To this vulnerability criterion were added practical, commonsense criteria about the potential seriousness of the impact on health and other essential services of sickness and the resulting absence of members of their workforce.

Largely because the processes in train were not under any single agency’s control, management of the early days of the vaccination program was missing. There was no national leadership and an extraordinary absence of urgency. Things just drifted.

It seemed as if the standard dynamic in play was for political pressure to be applied to the Commonwealth, following which it ‘got off the hook’ by announcing some new initiative, with the actual operationalisation of the decision falling to the States and Territories or to GPs. This was the case, for instance, with the sudden weekend announcement in April 2021, just a week  before the first general practices were due to come online, that over 4,500 general practices would be providing vaccination. Very little vaccine was actually available to GPs and their phone lines ran hot with frustrated patients.

Initiatives such as pop-up and drive-through vaccination clinics, local support for local rollout to specific cultural groups, and a flying-squad type approach to communities facing special risks were slow to emerge, despite the demonstrated success of such activities in other countries.

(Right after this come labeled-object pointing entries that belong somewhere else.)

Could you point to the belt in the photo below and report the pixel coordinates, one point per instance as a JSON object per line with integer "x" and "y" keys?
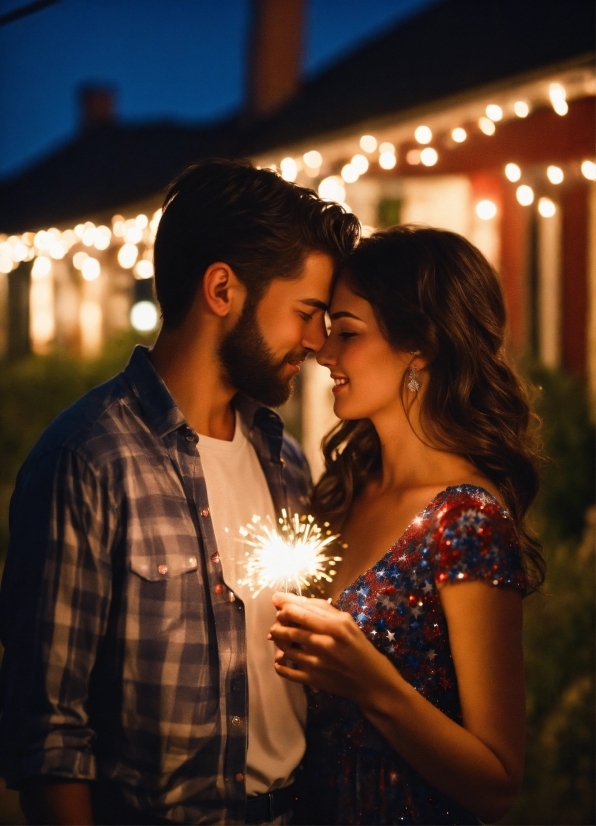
{"x": 264, "y": 808}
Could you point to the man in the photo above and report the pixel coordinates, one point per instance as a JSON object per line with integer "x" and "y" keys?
{"x": 137, "y": 683}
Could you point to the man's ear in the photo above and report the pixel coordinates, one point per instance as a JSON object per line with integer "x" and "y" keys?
{"x": 222, "y": 291}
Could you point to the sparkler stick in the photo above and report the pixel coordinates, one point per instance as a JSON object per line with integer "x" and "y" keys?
{"x": 287, "y": 558}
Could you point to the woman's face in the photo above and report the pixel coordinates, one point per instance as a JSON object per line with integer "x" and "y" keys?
{"x": 366, "y": 370}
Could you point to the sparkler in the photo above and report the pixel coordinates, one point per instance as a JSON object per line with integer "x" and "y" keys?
{"x": 288, "y": 558}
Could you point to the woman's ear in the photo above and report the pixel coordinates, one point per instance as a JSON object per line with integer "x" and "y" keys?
{"x": 222, "y": 291}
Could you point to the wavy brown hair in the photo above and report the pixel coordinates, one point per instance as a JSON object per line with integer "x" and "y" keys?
{"x": 432, "y": 291}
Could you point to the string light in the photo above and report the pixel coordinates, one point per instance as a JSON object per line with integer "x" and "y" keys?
{"x": 423, "y": 134}
{"x": 546, "y": 207}
{"x": 368, "y": 143}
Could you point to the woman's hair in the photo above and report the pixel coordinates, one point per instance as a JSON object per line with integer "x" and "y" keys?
{"x": 434, "y": 292}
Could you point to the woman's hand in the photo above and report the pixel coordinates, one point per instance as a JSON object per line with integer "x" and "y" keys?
{"x": 328, "y": 650}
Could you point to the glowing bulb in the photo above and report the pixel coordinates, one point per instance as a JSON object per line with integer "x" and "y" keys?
{"x": 41, "y": 267}
{"x": 546, "y": 207}
{"x": 103, "y": 236}
{"x": 423, "y": 134}
{"x": 555, "y": 174}
{"x": 144, "y": 317}
{"x": 118, "y": 227}
{"x": 589, "y": 170}
{"x": 360, "y": 164}
{"x": 127, "y": 255}
{"x": 143, "y": 269}
{"x": 486, "y": 210}
{"x": 487, "y": 126}
{"x": 349, "y": 173}
{"x": 524, "y": 195}
{"x": 332, "y": 189}
{"x": 512, "y": 172}
{"x": 521, "y": 108}
{"x": 289, "y": 169}
{"x": 42, "y": 240}
{"x": 312, "y": 159}
{"x": 387, "y": 160}
{"x": 429, "y": 156}
{"x": 90, "y": 269}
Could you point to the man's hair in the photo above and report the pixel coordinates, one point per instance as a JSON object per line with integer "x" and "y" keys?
{"x": 251, "y": 219}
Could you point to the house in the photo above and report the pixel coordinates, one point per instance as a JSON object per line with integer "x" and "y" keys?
{"x": 474, "y": 116}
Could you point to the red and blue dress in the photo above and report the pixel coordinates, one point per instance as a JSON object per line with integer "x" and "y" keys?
{"x": 351, "y": 773}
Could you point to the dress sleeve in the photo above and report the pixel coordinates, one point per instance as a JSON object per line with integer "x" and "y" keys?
{"x": 474, "y": 539}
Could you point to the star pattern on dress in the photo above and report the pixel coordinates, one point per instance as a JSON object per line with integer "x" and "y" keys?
{"x": 462, "y": 535}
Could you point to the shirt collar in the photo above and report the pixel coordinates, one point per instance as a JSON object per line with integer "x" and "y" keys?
{"x": 165, "y": 416}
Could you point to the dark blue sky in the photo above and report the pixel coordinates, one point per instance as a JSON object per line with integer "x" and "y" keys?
{"x": 167, "y": 59}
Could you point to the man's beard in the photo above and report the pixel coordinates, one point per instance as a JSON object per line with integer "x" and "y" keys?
{"x": 250, "y": 365}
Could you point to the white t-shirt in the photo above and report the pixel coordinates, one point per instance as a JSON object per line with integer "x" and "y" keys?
{"x": 237, "y": 490}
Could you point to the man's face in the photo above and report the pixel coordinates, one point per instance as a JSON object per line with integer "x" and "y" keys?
{"x": 263, "y": 353}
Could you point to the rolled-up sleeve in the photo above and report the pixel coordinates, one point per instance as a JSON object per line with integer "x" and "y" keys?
{"x": 54, "y": 606}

The media and other leaders of the debate about covid must take some of the blame for the fact that, even after all these months, the priorities first agreed (those groups allocated to category 1a) have not yet been fully vaccinated. We have allowed the debate about vaccination to move on from one priority to another without any care about whether those of the highest order have first been met.

Delta has re-written the story. With the Delta variant rampant the competition for scarce vaccine has become even stronger. Given the second wave in Sydney and the rest of NSW, the balance between various criteria for prioritisation has shifted. It is no longer agreed that ‘vulnerability’ is the key criterion and that a focus on minimising death and serious illness after infection is the standout purpose.

Rather, vaccination is now a key asset in the battle to limit the number of infections. The new key criteria for allocation include geographical and demographic characteristics. Where you live and what contribution you are likely to make to spread of the disease have become as important as the extent to which your health is likely to be severely affected by the condition.

This means that some of the priority tasks originally agreed are in danger of remaining unfinished. This is likely to have serious implications for the groups affected such as the elderly, Aboriginal and Torres Strait Islanders, hospital staff and people with a disability.

The Federal Government has permitted this change, but it has not led on it. It has been the States and Territories and their health advisers who have taken the lead.

Ironically, with the narrative changing from the  suppression of cases to ‘living with covid’, the main purpose of vaccination will to some extent switch back and once again be to minimise illness and death.

The most urgent challenge is to complete the work contingent upon the original priorities, including complete coverage of patients and staff in residential healthcare, aged care and disability facilities.

From 17 September all staff of residential aged care facilities will be required to have had at least one dose. One assumes that the number of doses allocated for this purpose has been  checked off against the schedule of vaccine supply.

Such an approach illustrates the fact that the exercise is akin to a complex logistical exercise in planning and management of stocks and flows. Such challenges are familiar to the defence force, for example when it engages in war games or assistance after a natural disaster. It is therefore good to have the military involved.

The Commonwealth must provide the public with more and more detailed data. It must also lead on seeing that Australia is a strong contributor to global and regional initiatives to support vaccination programs in poorer nations.

With greater understanding of the importance of vaccination and how decisions relating to it are made, people are likely to be more invested in the vaccination campaign and thus be more willing to comply with and support it.